CGIAR Reaches $1 Billion Mark In Funding

The world's largest agriculture research partnership announces its funding has doubled from $500 million in 2008 to $1 billion in 2013.

CGIAR, the world's largest agriculture research partnership, today announced its funding has doubled from $500 million in 2008 to $1 billion in 2013. Officials say harvesting the fruits of this historic commitment could, among other benefits, lift 150 million people in Asia out of poverty by boosting rice production, provide 12 million African households with sustainable irrigation, save 1.7 million hectares of forest from destruction, and give 50 million poor people access to highly nutritious food crops.

"The challenge of producing more nutritious food to feed 9 billion people in 2050 while climate change threatens to roll back years of development progress making some agricultural lands unproductive cannot be underestimated," said Rachel Kyte, Chair of the CGIAR Fund Council and World Bank Vice President for Sustainable Development. "Climate change disproportionately hurts the poor and most vulnerable." "Investment in CGIAR pays big dividends, making it one of the 'best bets' for sustainably eradicating poverty, hunger and malnutrition," said Carlos Pérez del Castillo, Chair of the CGIAR Consortium Board.

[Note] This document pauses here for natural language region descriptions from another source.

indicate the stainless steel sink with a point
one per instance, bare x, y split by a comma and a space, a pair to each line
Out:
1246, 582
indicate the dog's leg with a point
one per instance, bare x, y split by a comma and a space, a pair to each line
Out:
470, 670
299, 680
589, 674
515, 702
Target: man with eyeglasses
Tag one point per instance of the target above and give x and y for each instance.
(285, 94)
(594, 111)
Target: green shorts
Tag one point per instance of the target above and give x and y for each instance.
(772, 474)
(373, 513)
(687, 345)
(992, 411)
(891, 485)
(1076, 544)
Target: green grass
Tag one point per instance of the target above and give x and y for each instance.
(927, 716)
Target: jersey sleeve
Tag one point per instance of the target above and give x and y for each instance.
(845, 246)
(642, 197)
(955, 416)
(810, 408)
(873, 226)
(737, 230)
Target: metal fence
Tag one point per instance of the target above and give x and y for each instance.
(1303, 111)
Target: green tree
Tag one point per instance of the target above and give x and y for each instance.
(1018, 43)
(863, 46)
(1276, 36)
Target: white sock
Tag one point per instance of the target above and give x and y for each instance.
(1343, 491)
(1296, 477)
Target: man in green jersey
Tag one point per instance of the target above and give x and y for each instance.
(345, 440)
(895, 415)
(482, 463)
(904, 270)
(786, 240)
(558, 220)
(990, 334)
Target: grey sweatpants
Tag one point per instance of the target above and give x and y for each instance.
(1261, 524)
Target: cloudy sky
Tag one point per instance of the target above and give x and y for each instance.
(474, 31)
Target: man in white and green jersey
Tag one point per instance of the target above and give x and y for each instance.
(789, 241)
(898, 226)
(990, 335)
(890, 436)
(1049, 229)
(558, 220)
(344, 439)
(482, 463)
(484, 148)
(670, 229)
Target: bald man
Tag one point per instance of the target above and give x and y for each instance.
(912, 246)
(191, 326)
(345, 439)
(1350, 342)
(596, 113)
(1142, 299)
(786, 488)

"With a proven track record for large-scale development impacts, few investments, if any, make more economic and humanitarian sense than do investments in CGIAR."

CGIAR works with hundreds of partners to develop innovative solutions, tools, and technologies for the benefit of the world's poorest people.

It seeks to bring cutting edge science to bear on a wide range of issues facing millions of farmers and other poor smallholders in developing countries who collectively generate nearly 70 percent of the world's food production.

"The $1 billion in funding will help finance CGIAR's 16 global research programs and accelerate the development of scientific, policy and technological advances needed to overcome complex challenges - such as climate change, water scarcity, land degradation, and chronic malnutrition, greatly improving the well-being of millions of poor families across the developing world," said Frank Rijsberman, CEO of the CGIAR Consortium.